In related news, Microsoft is bringing Power BI to the Office 365 cloud-based productivity service. Power BI is a set of tools, largely built on top of Excel, that provide data query, mapping, improved data modeling, and interactive charting. Power Query and Power Map were previously known under the codenames Data Explorer and Geoflow, if you have been keeping score.
Power BI will also provide what Microsoft claims is “natural language query capabilities,” so that customers can ping data and learn from it. A site feature will also be included that will include “workspaces” for individuals to collaborate on data and results. Applications will also be provided for Windows 8, RT, and iPad.

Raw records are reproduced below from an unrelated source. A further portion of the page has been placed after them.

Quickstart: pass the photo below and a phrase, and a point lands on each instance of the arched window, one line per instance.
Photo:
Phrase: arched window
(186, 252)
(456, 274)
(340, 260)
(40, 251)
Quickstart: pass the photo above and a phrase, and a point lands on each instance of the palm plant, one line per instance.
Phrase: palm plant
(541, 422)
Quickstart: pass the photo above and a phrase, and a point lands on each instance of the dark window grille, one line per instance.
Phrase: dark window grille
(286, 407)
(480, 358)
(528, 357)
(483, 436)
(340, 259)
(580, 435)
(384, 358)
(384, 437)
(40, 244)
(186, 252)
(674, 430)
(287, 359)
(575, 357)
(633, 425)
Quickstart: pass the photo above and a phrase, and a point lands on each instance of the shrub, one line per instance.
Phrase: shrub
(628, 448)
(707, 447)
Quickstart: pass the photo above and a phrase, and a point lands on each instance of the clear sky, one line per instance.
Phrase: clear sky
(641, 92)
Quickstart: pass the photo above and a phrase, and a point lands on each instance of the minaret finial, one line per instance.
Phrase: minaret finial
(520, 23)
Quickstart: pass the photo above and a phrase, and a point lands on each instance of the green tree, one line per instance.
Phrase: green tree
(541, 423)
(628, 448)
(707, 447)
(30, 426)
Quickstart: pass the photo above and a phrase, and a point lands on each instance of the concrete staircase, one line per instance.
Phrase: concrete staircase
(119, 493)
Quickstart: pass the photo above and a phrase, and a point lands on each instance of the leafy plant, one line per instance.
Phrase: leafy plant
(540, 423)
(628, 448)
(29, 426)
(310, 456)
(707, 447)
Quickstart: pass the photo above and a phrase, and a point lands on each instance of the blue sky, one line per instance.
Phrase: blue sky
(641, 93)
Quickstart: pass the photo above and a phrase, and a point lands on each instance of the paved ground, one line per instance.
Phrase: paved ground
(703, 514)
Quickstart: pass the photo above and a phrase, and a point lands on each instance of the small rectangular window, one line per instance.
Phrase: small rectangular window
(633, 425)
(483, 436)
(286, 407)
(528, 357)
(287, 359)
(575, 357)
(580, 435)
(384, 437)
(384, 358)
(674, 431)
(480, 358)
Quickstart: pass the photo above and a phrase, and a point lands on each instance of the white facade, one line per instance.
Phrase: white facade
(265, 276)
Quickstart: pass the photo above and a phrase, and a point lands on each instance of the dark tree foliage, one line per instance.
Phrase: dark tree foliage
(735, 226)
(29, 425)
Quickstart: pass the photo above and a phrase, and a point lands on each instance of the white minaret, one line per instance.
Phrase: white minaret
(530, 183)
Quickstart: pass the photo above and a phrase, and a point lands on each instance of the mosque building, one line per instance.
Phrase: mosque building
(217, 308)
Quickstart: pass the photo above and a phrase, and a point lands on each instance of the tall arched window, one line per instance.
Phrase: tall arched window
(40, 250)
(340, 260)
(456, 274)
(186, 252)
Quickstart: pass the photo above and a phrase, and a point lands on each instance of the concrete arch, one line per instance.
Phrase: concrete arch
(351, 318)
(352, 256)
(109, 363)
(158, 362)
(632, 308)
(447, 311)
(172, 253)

A neat tool, to be sure, but one that does something peculiar: Power BI makes the desktop build of Office more powerful, and therefore more important inside the organizations that use it; Power BI helps keep focus on a key revenue stream for Microsoft. It’s an odd feeling in these mobile-crazy days to imagine the desktop side of computing becoming anything but less relevant.
Power BI will be available as an add-on to current Office 365 customers, and as a stand-alone product for companies that bought their Office software outright. It won’t have an up-front cost, however, as it will launch into preview later this summer.